Keywords: package, reproducibility, science, quality control, personal monitoring
Webpages:
http://www.masalmon.eu/rtimicropem/ RTI MicroPEM is a small particulate matter personal exposure monitor, increasingly used in developed and developing countries. Each measurement session produces a csv file which includes a header with information on instrument settings and a table of thousands of observations of time-varying variables such as particulate matter concentration, relative humidity. Files need to be processed for 1) generating a format suitable for further analysis and 2) cleaning the data to deal with the instruments shortcomings. Currently, this is not done in a harmonized and transparent way. Our package pre-processes the data and converts them into a format that allows the integration the rich set of data manipulation and visualization functionalities that the
tidyverse provides.
We made our software open-source for better reproducibility, easier involvement of new contributors and free use, particularly in developing countries. We applied the package in a research project for a large number of measurements. The functionalities of our package are three-fold: allowing conversion of files, empowering easy data quality checks, and supporting reproducible data cleaning through documentation of current workflows.

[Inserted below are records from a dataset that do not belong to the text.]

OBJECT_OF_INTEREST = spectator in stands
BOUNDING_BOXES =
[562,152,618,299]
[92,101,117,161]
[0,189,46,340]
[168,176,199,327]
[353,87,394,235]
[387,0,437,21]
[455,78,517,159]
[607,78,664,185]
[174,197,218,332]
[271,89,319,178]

For inspection of individual files, the package has a R6 class where each object represents one MicroPEM file, with summary and plot methods including interactivity thanks to
rbokeh. The package also contains a
Shiny app for exploration by non-experienced
R users. The
Shiny app includes a tab with tuneable alarms, e.g. “Nephelometer slope was not 3” which empowered rapid checks after a day on the field. For later stages of a study after a bunch of files has been collected, the package supports the creation of a measurements and a settings
data.frames from all files in a directory. We exemplify data cleaning processes, in particular the framework used for the CHAI project, in a vignette, in a transparency effort.
The package is currently available on Github. Since air pollution sensors that would output csvy (csv file with yaml frontmatter) instead of weird csv; and produce ready-to-use data are currently unavailable,
rtimicropem can be an example of how to use an
R package as a central place for best practices, thus fostering reproducibility and harmonization of data cleaning across studies. We also hope it can trigger more use of
R in the fields of epidemiology and exposure science.